Unlike previous declines in residential parking ratios, the current one is happening during a period of low gas prices and decent economic conditions.
Unlike previous declines in residential parking ratios, the current one is happening during a period of low gas prices and decent economic conditions.

For decades the number of parking spaces built for each new residence in America has marched steadily upward. But now we may have reached a turning point.

A new report by the real estate analysis firm Redfin, which operates Walk Score, suggests a change is underway. Property data for millions of U.S. homes shows the number of parking spaces per bedroom in new construction has declined for the last four years.

Parking construction per bedroom has dipped before, says Redfin data scientist Eric Scharnhorst, during recessions or periods of high energy prices. But this time, the decline coincides with cheap gas and rising employment.

Scharnhorst thinks public policy may be a factor, as more cities reduce parking mandates, making it easier to build apartments with little or no parking.

Redfin looked at apartments, condos, and single-family homes. In the analysis, a house with a two-car garage, for example, was counted as having two parking spaces. And an apartment with a single parking stall was counted as having one parking space.

It will take more time and data to determine if this is a real long-term shift. But the recent trend is an encouraging sign that the nation can make progress when it comes to excessive parking construction and the traffic and affordability problems it causes.

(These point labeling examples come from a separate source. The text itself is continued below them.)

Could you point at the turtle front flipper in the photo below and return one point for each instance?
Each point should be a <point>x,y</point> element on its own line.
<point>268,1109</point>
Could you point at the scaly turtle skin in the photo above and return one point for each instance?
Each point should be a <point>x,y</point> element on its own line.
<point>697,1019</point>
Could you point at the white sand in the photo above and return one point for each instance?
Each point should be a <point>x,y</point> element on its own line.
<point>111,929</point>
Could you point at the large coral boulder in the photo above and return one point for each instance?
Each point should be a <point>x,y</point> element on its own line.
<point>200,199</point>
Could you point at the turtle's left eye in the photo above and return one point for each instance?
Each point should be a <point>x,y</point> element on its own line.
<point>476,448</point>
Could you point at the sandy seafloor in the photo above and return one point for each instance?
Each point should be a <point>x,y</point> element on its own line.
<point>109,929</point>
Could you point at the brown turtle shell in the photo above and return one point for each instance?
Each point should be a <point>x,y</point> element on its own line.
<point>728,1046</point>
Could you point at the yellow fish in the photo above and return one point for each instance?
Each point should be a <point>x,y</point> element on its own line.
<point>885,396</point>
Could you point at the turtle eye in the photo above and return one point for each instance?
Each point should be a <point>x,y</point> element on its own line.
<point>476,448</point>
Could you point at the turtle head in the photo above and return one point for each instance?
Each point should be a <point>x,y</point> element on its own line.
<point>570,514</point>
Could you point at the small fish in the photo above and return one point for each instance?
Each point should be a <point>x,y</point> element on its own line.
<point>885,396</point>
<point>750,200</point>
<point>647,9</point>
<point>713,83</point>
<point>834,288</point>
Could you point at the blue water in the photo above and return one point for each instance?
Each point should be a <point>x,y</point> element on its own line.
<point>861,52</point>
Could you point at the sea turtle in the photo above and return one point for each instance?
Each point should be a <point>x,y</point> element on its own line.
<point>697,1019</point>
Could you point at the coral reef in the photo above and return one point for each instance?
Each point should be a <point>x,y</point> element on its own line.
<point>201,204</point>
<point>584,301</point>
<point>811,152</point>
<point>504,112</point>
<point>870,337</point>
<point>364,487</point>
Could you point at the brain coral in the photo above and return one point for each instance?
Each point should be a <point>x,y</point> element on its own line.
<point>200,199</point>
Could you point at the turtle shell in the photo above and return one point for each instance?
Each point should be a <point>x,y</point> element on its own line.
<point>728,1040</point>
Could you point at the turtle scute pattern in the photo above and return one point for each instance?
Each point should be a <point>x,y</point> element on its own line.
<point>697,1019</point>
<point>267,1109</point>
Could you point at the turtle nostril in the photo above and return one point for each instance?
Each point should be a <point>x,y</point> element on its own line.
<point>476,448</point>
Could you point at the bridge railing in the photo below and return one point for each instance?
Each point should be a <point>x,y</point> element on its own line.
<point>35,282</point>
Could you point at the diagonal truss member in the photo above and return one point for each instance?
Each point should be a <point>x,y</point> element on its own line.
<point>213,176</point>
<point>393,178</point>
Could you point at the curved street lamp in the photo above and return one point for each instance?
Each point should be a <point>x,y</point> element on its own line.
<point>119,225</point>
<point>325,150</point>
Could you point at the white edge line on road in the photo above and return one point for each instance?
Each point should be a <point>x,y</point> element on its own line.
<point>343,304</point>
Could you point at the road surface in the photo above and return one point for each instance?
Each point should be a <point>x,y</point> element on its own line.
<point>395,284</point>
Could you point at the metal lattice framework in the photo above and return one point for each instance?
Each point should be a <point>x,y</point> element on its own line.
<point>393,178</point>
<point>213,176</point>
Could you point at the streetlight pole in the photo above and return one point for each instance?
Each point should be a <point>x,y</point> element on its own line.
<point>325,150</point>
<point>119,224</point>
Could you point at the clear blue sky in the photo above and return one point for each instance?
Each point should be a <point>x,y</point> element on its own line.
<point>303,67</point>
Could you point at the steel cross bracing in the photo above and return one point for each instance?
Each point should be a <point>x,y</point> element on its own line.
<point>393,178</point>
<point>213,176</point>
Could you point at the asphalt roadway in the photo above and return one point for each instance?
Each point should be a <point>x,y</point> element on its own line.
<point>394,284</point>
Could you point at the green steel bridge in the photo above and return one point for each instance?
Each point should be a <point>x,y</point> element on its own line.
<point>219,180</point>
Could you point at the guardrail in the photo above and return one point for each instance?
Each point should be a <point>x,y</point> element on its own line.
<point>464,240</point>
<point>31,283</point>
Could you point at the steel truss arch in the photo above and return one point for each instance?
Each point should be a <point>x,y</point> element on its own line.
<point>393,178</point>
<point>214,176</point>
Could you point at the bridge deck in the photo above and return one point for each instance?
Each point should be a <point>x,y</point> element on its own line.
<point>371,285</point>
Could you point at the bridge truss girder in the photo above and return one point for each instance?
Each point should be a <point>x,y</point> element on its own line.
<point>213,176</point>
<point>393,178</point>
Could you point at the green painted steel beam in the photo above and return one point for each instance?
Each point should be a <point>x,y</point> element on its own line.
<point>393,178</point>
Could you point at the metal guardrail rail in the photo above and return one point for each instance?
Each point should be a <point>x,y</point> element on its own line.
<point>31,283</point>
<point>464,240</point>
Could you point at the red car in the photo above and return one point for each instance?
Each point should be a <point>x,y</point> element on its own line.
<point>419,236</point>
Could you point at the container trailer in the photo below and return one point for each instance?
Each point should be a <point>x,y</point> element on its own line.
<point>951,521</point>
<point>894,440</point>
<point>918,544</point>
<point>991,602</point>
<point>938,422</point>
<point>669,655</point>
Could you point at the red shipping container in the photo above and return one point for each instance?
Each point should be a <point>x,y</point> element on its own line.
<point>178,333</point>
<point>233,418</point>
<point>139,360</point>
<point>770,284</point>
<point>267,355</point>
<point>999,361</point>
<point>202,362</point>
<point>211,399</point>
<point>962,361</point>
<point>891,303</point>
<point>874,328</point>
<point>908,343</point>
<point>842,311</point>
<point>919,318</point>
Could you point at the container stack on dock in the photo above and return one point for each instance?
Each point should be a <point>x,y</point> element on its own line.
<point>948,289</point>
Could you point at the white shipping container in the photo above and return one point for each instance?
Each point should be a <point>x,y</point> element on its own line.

Before you start feeling too good about the state of affairs, however, remember that America still builds more homes with three-car garages than one-bedroom apartments. So there’s plenty of room for improvement.

  • Larry Littlefield

    This gets back to an argument on Streetsblog years ago. NYC had parking mandates that were easily evaded on 4th Avenue in Brooklyn. Most livable streets activists blamed the mandates for ugly buildings with lots of parking.

    But I pointed out that historically developers wanted to build parking, because it was believed that is what buyers and tenants wanted. And noted another neighborhood where cheap housing was actually the goal, where the parking rules were evaded and buildings were built without parking.

    Fast forward to today, and it appears that developers may have changed their minds. And, rules or no rules, the number of parking spaces is going down. No doubt it is developers who are pushing the changes in rules. It had been their rules to begin with.

  • mfs

    couldn’t this measure be affected by a change to build units with more bedrooms but the same # of parking spaces?

  • Kenny Easwaran

    Eyeballing that chart, it looks like the number basically stabilized from 1995 to 2005, and the decrease we have recently is just undoing the increase that happened from 2005 to 2012 (oddly, as the bubble was bursting). I’d like a better understanding of what is going on here.